Unweit der Nürburg vereinigen sich amerikanische V8-Motoren mit deutschen Getrieben und italienischen Bremsen. Eine Ausfahrt ins Blaue mit dem spektakulären Jim Turner GTO.
Zur Blauen Stunde, der stimmungsvollen Phase zwischen nächtlicher Dunkelheit und aufgehender Sonne, verlasse ich das Haus. Ich fahre in Richtung Nürburgring, genauer: nach Herschbroich. Zu Füßen der Nürburg soll ein kleines Team rund um den Firmengründer Jim Vierling ein flaches Höllengerät bauen, 350 PS stark, nur eine Tonne schwer – den Jim Turner GTO. Jetzt steht er vor mir, in leuchtendem Himmelblau, ähnlich dem hellen Blau der legendären Gulf-Lackierung. Die Farbwahl ist womöglich kein Zufall, wurde doch der selige Ford GT 40 in den späten 60er-Jahren gerade in Gulf-Kriegsbemalung zum Kultobjekt.
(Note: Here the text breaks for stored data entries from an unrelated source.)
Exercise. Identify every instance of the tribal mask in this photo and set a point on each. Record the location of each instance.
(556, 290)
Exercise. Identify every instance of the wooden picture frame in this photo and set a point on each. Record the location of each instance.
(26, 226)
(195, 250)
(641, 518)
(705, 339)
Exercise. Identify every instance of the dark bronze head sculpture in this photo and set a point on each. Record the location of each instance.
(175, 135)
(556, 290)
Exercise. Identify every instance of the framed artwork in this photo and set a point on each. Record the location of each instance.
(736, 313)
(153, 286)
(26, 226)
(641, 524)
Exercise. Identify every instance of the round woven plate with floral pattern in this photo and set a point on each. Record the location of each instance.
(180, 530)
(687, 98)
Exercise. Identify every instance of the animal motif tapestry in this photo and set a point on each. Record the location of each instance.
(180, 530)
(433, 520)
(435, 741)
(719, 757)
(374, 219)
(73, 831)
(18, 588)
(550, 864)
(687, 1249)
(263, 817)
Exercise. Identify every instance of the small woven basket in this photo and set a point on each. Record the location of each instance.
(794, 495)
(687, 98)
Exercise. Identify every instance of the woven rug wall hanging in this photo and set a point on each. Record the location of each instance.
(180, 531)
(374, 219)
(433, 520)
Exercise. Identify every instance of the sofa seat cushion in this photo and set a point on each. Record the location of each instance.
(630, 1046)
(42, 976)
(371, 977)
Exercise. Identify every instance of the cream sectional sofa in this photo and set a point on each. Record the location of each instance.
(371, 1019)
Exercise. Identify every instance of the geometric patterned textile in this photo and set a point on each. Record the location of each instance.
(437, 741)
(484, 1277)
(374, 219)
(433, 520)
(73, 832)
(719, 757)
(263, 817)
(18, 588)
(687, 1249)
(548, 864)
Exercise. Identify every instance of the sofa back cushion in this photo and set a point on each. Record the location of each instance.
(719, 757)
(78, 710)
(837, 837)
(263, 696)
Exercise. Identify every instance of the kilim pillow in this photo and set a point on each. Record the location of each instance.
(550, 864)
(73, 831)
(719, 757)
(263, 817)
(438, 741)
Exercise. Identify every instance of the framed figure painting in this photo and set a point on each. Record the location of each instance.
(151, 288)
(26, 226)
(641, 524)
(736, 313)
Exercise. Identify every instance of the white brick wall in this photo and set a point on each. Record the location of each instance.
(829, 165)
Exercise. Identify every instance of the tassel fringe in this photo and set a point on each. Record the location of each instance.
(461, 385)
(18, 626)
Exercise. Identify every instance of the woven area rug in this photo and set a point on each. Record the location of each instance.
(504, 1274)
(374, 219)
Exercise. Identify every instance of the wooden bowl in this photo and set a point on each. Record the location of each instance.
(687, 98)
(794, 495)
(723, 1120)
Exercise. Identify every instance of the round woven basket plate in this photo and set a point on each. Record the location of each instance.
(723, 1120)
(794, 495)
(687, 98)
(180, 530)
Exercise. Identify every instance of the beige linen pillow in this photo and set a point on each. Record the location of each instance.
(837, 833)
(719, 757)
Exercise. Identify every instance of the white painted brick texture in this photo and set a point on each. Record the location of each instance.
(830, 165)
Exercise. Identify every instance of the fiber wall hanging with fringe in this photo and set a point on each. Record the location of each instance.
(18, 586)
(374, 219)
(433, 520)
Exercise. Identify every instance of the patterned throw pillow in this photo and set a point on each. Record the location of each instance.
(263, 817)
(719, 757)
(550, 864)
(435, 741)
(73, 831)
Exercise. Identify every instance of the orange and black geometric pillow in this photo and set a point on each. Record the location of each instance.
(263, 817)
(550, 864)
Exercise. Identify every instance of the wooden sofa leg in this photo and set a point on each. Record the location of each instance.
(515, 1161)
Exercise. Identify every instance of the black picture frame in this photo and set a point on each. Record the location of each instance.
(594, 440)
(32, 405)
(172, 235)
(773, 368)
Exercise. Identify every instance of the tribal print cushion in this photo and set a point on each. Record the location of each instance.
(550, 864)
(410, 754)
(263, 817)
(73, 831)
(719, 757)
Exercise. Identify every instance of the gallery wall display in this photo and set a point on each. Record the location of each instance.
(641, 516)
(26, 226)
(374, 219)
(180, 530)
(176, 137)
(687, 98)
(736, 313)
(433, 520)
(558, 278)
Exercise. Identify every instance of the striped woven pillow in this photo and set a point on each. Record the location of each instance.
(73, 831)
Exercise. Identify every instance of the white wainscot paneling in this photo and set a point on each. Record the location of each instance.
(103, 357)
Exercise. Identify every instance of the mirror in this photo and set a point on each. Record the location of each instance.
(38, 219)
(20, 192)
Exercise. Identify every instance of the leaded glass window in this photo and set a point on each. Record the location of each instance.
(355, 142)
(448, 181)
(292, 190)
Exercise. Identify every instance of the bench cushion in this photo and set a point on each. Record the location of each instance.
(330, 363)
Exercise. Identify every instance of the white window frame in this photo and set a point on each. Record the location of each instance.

Die Basis des Jim Turner GTO bildet ein amerikanisches Kitcar
Bild: Aleksander Perkovic
Auch in der Frontansicht nimmt der Turner GTO deutliche Anleihen beim GT 40, die Dachhöhe von nur 1,08 Metern kommt der US-Motorsport-Ikone ebenfalls sehr nahe. Denn die "40" in der Typenbezeichnung steht beim Ford für vierzig Zoll Höhe – knappe 1,02 Meter. Ab der B-Säule nach hinten tritt der Turner dann allerdings komplett eigenständig auf, inklusive neuzeitlichem Kohlefaser-Diffusor. Die Basis des Jim Turner GTO bildet ein amerikanisches Kitcar, der Factory Five GTM. In das Gitterrohrrahmen-Chassis implantierte das Vierling-Team einen 5,7-Liter-V8-Motor aus der CorvetteC5 und flanschte daran das Sechsganggetriebe eines Porsche 964. Es arbeitet hier übrigens auf dem Kopf, da es beim Porsche 911 – in Fahrtrichtung gesehen – vor dem Triebwerk, beim Mittelmotor-Turner jedoch dahinter sitzt.
Kein Auto für Sitzpinkler
Bild: Aleksander Perkovic
Künftigen Exemplaren will Vierling den 6,2-Liter-V8 (ab 437 PS) aus der Corvette C6 einpflanzen und das Ganze mit einem Porsche -GT3-Getriebe kombinieren. Doch auch mit 350 PS geht es dank des geringen Gewichts mächtig voran. Hat man die im Vorserienauto sehr hakelige Schaltung erst einmal bezwungen und einen passenden Gang gefunden, beschleunigt die blaue Flunder wie von der Tarantel gestochen. Prächtig auch der ungefilterte Sound des V8-Motors, der dem Fahrer von hinten direkt ins rechte Ohr hämmert. Nicht nur Geräusch, auch Abwärme emittiert das Aggregat großzügig in die Fahrgastzelle – glücklicherweise zählt eine Klimaanlage zur Serienausstattung. Ansonsten gibt sich der GTO sehr puritanisch: Servolenkung, Bremskraftverstärker, ABS? Aber nicht doch, Vierling baut schließlich keine Autos für Sitzpinkler. Die Lenkung ist schwergängig, der Geradeauslauf mäßig, das Fahrwerk hart, aber fair. Und so ist die Stärke des Turner nicht die Perfektion, sondern das pure Fahrerlebnis.